The Dean of Derry draws inspiration from the battlefield a century ago

Dean William Morton at the War Memorial. INLS4514-117KM
Dean William Morton at the War Memorial. INLS4514-117KM

In the midst of the First World War, during Christmas 1914, something happened that challenges us all in our own difficult times and brings perspective.

The soldiers who had been killing each other put their guns down. They ventured out into ‘no-mans land’, shook hands, played football and sang some Christmas carols. Despite orders to continue shooting, the unofficial truce spread across the front lines. This was the time where peace and hope shone into the darkness; this was the moment when enemies overcame their human issues, and responded to the feeling and sentiment of Christmas Day.

That Christmas contained a moment which continues to be talked about today, 100 years on. The Christmas truce was a powerful, miraculous moment of great kindness where heroism took place in a combat situation and where soldiers could reveal unguarded gestures of rare humanity to the very people trying to kill them. Essentially, it was a time when soldiers began to humanise their enemy.

The enduring legacy of the truce is looked upon today as a wonderful example of humanity during a dreadfully dark hour of man’s history. Two nations hating each other as foes, and vowing eternal hate on the other, could, on Christmas Day, lay down their arms and wish each other happiness. For those few precious moments there was “peace on earth, goodwill towards men” on the battlefield! All because the focus was on Christmas! There’s something about Christmas which can change people.

Sadly, the soldiers were eventually ordered to return to their hostilities.
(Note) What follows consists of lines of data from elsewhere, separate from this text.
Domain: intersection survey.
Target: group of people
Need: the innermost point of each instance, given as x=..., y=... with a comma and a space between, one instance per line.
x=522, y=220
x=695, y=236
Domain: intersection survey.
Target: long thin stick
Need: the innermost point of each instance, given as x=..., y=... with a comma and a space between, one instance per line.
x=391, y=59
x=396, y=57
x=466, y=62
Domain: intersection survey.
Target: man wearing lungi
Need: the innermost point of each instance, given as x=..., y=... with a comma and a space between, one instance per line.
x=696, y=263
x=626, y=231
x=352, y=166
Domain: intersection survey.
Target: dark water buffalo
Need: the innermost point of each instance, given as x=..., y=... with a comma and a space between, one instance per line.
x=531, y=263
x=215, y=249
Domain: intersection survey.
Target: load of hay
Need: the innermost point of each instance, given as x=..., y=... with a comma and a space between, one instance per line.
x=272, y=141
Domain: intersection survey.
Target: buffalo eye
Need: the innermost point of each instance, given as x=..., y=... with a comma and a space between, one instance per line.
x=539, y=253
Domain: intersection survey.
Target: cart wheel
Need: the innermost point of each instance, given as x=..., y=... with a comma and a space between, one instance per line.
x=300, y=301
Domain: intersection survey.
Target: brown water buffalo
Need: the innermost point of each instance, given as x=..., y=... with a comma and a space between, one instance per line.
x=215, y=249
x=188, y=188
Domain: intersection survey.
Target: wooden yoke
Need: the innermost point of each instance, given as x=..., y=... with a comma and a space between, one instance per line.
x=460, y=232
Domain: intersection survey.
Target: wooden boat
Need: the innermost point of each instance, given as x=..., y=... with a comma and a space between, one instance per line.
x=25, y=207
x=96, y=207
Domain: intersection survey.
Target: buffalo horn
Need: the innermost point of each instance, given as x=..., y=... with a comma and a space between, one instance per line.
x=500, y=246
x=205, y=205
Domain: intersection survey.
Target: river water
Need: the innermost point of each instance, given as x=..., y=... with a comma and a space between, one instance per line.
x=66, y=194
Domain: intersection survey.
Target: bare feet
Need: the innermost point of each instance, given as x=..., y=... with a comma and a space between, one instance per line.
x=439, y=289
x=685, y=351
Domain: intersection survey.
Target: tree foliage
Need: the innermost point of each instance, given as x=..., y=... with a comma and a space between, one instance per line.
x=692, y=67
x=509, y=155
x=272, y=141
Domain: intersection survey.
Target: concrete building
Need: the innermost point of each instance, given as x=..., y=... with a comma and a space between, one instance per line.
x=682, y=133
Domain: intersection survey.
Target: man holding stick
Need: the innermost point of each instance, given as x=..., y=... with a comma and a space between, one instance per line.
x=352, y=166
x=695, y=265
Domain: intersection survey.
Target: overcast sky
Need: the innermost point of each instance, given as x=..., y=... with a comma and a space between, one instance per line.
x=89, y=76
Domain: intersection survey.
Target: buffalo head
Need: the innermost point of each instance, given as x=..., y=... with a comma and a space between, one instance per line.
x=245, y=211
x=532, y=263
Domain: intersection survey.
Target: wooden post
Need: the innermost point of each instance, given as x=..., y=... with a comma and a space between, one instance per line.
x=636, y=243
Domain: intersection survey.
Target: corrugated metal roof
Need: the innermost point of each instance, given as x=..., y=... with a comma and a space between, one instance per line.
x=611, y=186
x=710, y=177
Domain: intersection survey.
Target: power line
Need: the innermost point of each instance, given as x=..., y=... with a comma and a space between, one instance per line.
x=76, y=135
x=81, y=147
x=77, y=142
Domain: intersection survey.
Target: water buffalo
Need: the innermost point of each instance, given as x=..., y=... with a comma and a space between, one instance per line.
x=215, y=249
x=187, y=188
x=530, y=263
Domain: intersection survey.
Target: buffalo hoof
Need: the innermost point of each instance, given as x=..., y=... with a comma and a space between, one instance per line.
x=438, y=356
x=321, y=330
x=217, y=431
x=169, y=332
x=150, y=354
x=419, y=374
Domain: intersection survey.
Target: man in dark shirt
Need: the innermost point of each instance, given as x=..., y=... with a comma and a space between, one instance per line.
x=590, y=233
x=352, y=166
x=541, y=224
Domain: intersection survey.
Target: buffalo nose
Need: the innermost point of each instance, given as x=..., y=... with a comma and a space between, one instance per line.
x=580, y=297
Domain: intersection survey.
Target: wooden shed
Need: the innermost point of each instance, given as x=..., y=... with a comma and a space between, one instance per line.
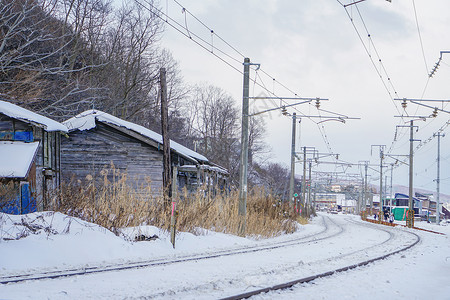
x=29, y=159
x=98, y=140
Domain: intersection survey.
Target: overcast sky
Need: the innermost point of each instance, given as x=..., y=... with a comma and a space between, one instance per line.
x=311, y=47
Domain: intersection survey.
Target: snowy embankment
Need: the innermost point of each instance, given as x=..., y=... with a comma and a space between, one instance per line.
x=48, y=241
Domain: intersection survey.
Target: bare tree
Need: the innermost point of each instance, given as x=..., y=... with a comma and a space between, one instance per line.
x=212, y=120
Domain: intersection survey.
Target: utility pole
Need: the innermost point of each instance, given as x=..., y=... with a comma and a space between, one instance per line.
x=173, y=217
x=304, y=183
x=410, y=219
x=244, y=151
x=292, y=179
x=380, y=213
x=391, y=194
x=438, y=177
x=366, y=166
x=309, y=185
x=165, y=135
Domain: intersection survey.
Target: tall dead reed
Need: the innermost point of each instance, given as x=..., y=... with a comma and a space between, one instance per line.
x=114, y=204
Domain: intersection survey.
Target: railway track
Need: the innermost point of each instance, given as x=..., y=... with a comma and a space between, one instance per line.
x=318, y=236
x=290, y=284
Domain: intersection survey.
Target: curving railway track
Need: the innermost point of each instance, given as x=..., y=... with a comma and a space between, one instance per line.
x=240, y=272
x=292, y=283
x=325, y=233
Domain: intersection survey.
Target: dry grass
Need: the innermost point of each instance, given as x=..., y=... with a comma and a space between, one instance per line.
x=116, y=205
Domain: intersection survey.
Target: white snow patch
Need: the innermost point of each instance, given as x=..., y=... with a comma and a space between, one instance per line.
x=17, y=112
x=86, y=120
x=16, y=158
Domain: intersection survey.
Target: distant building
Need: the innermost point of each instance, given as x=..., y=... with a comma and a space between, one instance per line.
x=336, y=188
x=29, y=159
x=328, y=200
x=97, y=140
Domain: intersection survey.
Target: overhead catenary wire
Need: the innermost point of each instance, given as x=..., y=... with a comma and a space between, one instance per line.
x=206, y=45
x=367, y=48
x=420, y=37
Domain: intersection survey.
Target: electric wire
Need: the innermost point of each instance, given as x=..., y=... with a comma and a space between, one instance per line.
x=420, y=37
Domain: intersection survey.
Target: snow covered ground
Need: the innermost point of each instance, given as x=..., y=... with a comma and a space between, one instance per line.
x=51, y=241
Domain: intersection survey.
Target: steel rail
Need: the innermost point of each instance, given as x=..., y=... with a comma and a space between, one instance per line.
x=160, y=262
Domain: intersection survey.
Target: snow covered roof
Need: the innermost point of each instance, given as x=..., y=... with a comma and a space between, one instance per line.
x=86, y=120
x=19, y=113
x=16, y=158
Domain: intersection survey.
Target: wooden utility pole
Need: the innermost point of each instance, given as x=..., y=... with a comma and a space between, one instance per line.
x=292, y=179
x=438, y=177
x=173, y=216
x=242, y=212
x=304, y=211
x=410, y=219
x=165, y=135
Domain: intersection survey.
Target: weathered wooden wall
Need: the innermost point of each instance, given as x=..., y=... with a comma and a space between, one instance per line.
x=89, y=152
x=44, y=175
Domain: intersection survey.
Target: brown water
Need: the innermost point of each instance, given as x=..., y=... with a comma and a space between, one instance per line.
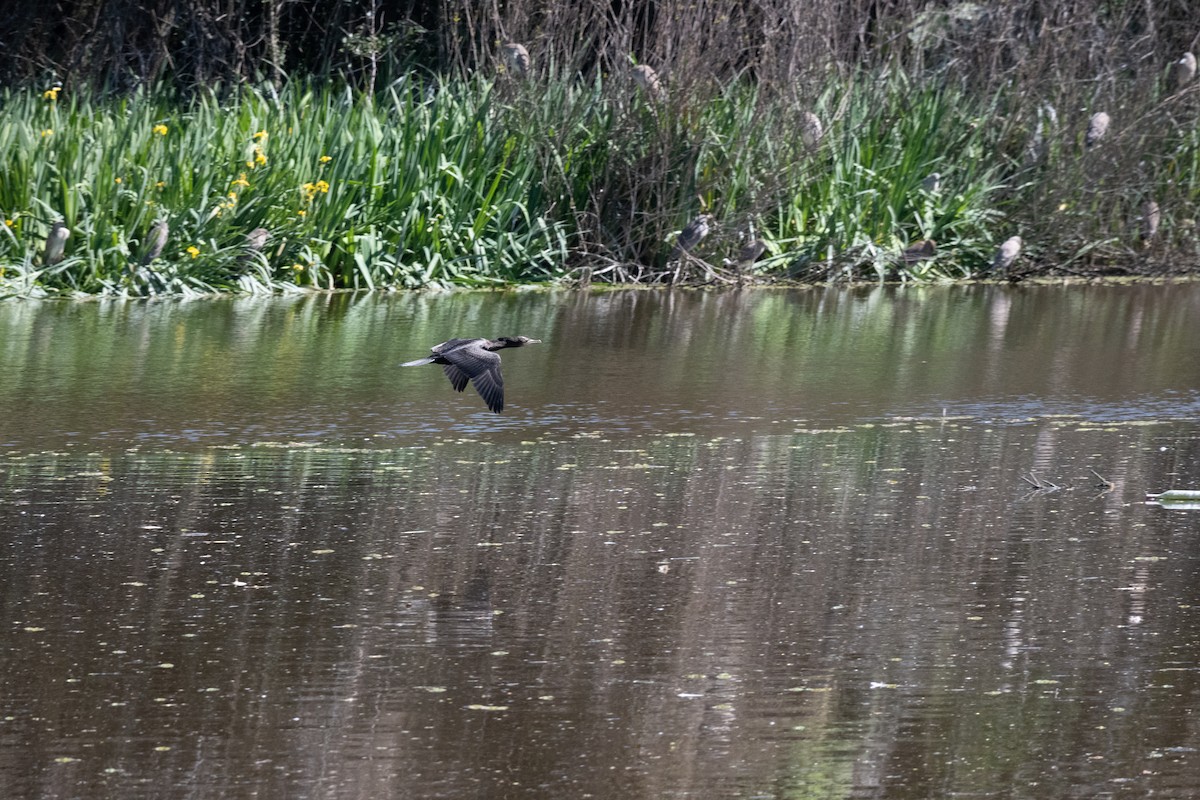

However, thanks to the sacrifice of so many, in this year of 2014 we are not under such orders. Rather, we have the freedom to live the Christian life to the full. This Christmas, therefore, let us leave our defended positions and, following the example of the soldiers in 1914, meet those we might consider to be our enemies, exchange greetings and make peace. We do this not because of the actions of those soldiers 100 years ago but because of the actions of God more than 2,000 years ago, in the town of Bethlehem, as He came to us, at great cost, to bring reconciliation and peace, joy and hope, life and light. He came to us not just to bring change for one day, but for the whole of our lives. If we could find it in our hearts to celebrate the Spirit and Hope of Christmas every day of the year, rather than just one, the world would be a far better place.

If, for whatever reason, you feel you are stuck in a ‘trench’ this Christmas can you remember the wonderful example of humanity during a dreadfully dark hour of man’s history? Can you leave your defended position and bring reconciliation, peace, joy, hope, life and light to others this Christmas? Can you leave the trench and then live differently? Peace and hope can shine in the darkness. There’s something about Christmas that can change people.

Wishing you all a peaceful, happy and blessed Christmas, and every good wish for 2015.